Dove porterebbe un’amica genovese di passaggio in città?
«A piazza Sant’Eustorgio, a Brera, in giro per negozi… Cercherei di farle capire che questa città per la ricchezza dell’offerta può farti sentire ovunque tu voglia».
Dal punto di vista lavorativo c’è grande differenza fra Genova e Milano?
«Genova non ha tanti centri di eccellenza come Milano, ma il livello qualitativo è lo stesso. In altri ambiti professionali so bene che se vuoi lavorare ai massimi ivelli solo qui puoi farlo. Per un medico come me non è così. A Genova avrei fatto le stesse cose».

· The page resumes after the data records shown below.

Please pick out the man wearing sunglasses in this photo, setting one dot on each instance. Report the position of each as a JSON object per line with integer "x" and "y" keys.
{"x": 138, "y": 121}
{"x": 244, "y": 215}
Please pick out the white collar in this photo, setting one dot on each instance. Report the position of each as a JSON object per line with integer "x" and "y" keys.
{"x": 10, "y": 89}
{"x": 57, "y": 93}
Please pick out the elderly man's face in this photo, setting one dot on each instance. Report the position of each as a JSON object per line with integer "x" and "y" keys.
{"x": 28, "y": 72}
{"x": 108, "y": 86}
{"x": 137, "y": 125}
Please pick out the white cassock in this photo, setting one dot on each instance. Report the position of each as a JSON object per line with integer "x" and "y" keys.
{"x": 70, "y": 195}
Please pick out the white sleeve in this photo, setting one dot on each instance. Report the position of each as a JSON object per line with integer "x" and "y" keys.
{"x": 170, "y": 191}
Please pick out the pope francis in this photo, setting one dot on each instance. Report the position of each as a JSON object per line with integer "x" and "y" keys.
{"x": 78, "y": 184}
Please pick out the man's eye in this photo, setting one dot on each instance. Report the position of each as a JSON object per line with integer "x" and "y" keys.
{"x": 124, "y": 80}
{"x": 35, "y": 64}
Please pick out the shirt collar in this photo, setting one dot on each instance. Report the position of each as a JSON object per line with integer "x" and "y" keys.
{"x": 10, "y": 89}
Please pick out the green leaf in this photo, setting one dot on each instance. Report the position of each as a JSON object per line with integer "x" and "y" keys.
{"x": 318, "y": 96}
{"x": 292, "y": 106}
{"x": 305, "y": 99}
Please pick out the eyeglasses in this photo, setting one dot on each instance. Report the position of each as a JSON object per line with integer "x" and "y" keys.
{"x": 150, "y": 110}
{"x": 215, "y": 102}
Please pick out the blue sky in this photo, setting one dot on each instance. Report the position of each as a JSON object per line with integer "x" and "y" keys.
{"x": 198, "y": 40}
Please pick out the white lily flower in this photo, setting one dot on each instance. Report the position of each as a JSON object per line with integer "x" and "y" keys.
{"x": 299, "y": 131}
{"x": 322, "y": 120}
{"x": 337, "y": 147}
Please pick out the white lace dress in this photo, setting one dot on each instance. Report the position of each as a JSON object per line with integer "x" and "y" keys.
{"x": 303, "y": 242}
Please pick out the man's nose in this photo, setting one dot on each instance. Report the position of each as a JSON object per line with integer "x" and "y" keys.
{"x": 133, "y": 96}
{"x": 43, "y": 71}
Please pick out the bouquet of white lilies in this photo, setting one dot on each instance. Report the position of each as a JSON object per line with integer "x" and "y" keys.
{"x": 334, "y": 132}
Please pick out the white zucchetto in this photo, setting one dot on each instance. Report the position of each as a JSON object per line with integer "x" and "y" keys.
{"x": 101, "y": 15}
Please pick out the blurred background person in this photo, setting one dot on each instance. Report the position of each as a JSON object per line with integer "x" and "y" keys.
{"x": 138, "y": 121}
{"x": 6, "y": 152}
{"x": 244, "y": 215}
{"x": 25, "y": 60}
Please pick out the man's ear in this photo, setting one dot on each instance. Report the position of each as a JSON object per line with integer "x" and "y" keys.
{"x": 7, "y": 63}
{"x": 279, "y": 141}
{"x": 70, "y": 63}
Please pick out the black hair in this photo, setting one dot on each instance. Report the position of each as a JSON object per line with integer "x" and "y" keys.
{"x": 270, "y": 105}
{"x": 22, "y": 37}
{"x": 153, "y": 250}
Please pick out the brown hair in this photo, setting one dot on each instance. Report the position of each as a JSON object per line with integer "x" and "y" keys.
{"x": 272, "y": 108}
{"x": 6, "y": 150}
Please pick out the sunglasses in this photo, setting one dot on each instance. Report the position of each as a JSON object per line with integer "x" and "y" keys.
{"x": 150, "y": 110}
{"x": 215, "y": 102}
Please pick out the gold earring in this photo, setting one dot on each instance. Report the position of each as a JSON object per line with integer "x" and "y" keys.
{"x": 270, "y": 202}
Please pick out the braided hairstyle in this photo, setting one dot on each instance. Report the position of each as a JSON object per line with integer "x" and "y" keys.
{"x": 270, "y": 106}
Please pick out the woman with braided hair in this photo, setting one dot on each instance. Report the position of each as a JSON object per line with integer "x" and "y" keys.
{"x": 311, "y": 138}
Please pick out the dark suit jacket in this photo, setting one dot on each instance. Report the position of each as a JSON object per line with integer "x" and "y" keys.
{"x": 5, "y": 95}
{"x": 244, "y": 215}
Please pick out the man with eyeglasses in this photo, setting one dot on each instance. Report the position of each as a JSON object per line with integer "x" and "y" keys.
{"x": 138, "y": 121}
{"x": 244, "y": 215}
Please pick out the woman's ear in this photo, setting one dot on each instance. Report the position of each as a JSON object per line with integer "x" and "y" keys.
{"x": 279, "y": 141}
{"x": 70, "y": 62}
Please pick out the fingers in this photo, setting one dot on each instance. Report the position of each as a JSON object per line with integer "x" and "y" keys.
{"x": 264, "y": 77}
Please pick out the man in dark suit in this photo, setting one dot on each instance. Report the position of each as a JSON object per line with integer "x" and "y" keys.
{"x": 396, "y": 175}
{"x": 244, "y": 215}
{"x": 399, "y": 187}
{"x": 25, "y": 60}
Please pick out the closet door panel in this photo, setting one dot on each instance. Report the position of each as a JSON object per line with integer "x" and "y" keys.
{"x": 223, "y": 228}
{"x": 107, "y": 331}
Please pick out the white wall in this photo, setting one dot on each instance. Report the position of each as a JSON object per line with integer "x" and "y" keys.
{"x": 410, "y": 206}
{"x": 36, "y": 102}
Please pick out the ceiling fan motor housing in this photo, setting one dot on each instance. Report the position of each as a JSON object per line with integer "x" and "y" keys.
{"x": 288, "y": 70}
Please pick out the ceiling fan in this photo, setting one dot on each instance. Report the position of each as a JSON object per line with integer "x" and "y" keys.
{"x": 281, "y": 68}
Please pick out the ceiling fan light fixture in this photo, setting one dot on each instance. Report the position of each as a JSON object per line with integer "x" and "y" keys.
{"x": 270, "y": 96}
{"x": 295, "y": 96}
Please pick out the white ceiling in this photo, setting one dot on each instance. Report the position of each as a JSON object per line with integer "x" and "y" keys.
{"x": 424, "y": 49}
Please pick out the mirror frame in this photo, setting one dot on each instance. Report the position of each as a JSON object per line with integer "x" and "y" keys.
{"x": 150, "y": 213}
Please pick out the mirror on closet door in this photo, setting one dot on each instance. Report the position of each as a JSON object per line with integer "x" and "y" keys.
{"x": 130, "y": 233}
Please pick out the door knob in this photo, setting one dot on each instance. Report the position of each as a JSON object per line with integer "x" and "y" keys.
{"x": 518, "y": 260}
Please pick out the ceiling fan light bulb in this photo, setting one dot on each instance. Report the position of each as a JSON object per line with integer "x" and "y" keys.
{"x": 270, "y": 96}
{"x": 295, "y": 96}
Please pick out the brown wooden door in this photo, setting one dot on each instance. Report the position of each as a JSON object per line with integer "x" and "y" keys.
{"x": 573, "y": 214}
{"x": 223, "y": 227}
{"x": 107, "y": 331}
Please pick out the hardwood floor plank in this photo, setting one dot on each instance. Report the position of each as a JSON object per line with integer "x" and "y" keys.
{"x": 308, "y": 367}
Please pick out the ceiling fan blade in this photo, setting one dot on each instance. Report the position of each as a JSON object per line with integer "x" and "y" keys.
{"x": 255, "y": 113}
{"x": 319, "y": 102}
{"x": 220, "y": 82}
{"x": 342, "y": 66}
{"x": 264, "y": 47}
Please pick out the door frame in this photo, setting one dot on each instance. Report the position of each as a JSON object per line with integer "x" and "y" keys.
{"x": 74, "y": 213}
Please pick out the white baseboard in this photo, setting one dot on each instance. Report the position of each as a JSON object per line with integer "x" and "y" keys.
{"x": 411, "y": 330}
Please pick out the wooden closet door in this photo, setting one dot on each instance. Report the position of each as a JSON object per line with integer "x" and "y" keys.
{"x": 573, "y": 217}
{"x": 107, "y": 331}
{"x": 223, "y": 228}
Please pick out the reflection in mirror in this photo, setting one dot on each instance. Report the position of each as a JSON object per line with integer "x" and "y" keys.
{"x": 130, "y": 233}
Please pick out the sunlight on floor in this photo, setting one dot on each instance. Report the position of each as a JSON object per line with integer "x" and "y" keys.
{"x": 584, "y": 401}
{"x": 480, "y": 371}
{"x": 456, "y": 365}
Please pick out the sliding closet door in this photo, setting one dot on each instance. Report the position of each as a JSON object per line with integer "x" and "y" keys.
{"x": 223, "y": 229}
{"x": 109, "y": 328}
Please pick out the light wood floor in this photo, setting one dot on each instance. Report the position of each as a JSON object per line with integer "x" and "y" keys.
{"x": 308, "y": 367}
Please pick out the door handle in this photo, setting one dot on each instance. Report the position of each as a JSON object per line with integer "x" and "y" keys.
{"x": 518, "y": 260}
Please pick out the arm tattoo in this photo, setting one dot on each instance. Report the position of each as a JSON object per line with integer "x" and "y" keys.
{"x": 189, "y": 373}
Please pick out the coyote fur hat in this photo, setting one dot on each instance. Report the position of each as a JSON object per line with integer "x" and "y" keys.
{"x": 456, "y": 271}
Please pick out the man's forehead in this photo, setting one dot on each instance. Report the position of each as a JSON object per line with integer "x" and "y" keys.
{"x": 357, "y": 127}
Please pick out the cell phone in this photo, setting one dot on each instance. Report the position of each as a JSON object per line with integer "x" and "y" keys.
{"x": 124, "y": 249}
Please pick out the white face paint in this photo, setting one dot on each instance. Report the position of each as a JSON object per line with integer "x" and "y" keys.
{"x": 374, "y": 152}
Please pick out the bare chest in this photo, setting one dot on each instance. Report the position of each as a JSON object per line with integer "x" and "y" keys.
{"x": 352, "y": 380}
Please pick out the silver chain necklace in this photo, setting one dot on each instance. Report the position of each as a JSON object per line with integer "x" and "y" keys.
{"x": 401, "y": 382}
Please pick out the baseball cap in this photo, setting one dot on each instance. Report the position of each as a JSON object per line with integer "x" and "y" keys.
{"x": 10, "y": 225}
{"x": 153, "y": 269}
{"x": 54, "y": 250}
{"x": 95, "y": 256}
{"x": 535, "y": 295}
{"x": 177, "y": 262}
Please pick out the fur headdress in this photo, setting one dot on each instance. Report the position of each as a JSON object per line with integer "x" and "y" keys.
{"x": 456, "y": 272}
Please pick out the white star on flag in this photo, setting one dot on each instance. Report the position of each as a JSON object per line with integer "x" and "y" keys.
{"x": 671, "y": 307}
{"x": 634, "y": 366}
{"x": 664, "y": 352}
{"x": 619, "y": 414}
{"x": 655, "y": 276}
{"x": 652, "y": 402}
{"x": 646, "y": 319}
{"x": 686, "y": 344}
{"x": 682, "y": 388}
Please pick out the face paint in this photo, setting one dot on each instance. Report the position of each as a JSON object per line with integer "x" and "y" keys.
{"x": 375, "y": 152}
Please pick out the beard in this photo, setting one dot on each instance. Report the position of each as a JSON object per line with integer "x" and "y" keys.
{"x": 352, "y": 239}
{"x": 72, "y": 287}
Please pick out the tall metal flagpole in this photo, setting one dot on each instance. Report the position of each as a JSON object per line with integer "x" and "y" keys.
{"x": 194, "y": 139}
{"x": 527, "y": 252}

I malati a Milano sono diversi dagli altri?
«C’è di tutto, più o meno come in tutti gli ospedali. Colpiscono, però, quelli della Milano multietnica con cui spesso è impossibile comunicare».
In che modo la città è stata più generosa con lei?
«Ho avuto tanto, professionalmente e umanamente. Ho conosciuto belle persone a cui voglio bene e che ormai fanno parte della mia vita».
Più avara?
«Mi ha tolto la famiglia d’origine e le vecchie amicizie, che mantengo a fatica. C’è stata una selezione, ma è normale. È la vita. Non mi lamento, se non per il mare… Appena posso scappo».
Le prime tre cose che ancora la sorprendono di Milano?
«Perché tutte le donne tengono la borsa e il cellulare allo stesso modo? Perché la gente invece di camminare, corre? Perché nessuno conosce i vicini di casa? A Genova sono cresciuta in un palazzo, se non avevo il sale o lo zucchero, per me era normale andare a chiederlo alla vicina. Qui non l’ho mai fatto. I rapporti quotidiani, anche superficiali, che ti fanno sentire parte di una comunità, qui non esistono. Ed è un peccato. Non è perdita di tempo, negli altri tutti noi potremmo scoprire qualcosa di sorprendente».
Si sente una genovese che vive a Milano o una milanese d’origine genovese?
«Oddio… Adesso una milanese d’origine genovese».
Un milanese per marito, dopo un po’, com’è?
«Questa è facile: l’unico che riesco a immaginare».